Temporal & Environmental scores (v2 / v3)
v = CVSS::V3::Vector.parse(
"CVSS:3.1/AV:N/AC:L/PR:N/UI:N/S:U/C:H/I:H/A:H/E:F/RL:O/RC:C"
)
v.temporal_score # => 9.1
v.environmental_score # => 9.1 (no env metrics → falls back to temporal)
When environmental metrics are set, the modifier weights and scope-aware Impact formula kick in:
v = CVSS::V3::Vector.parse(
"CVSS:3.1/AV:N/AC:L/PR:N/UI:N/S:U/C:H/I:H/A:H/E:F/RL:O/RC:R" \
"/CR:H/IR:H/AR:M/MAV:A/MAC:H/MPR:N/MUI:N/MS:U/MC:H/MI:N/MA:N"
)
v.base_score # => 9.8
v.environmental_score # => 6.3
CVSS v3.0 and v3.1 share the same RoundUp at the base level, but use different polynomials in the modified impact formula.
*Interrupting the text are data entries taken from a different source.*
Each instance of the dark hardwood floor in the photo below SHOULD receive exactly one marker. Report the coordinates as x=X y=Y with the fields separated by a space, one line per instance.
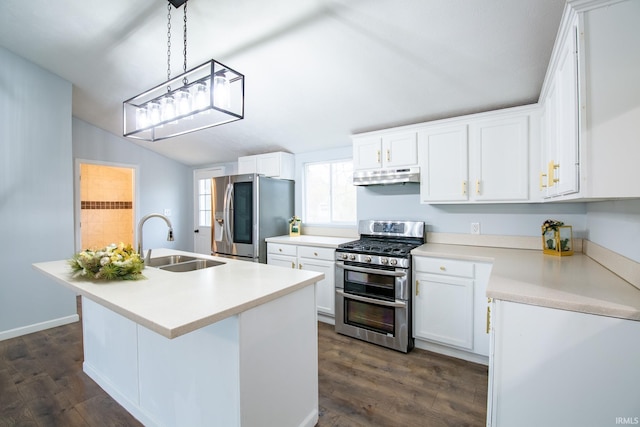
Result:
x=42 y=384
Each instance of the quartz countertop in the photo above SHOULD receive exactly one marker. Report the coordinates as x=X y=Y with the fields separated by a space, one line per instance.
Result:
x=574 y=283
x=173 y=304
x=308 y=240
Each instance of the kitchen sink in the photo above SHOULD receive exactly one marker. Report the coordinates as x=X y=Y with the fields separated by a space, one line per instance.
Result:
x=193 y=264
x=168 y=260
The library handles both transparently.
CVSS v4.0 — single score
CVSS v4.0 folds Threat (E) and Environmental metrics directly into the macro-vector lookup, so there is one combined score rather than a base / temporal / environmental triple:
v = CVSS.parse(
"CVSS:4.0/AV:N/AC:L/AT:N/PR:N/UI:N/VC:H/VI:H/VA:H/SC:N/SI:N/SA:N"
)
v.base_score # => 9.3
You can read the 6-character macro vector that drives the lookup:
v.macro_vector # => "000200"
Sub-scores (v3.x)
For tooling and debugging, v3 vectors expose the intermediate ISS, Impact, and Exploitability sub-scores defined in the spec:
v = CVSS::V3::Vector.parse("CVSS:3.1/AV:N/AC:L/PR:N/UI:N/S:U/C:H/I:H/A:H")
v.iss # => 0.9148...
v.impact_subscore # => 5.873...
v.exploitability_subscore # => 3.887...
Severity from arbitrary scores
CVSS::Severity.from_score(7.5) # => CVSS::Severity::High
CVSS::Severity.from_v2_score(3.9) # => CVSS::Severity::Low (CVSS v2 banding)
Severity is a normal Crystal enum, so it gets <=>, predicate methods (vec.severity.critical?), and string conversion (vec.severity.to_s) for free.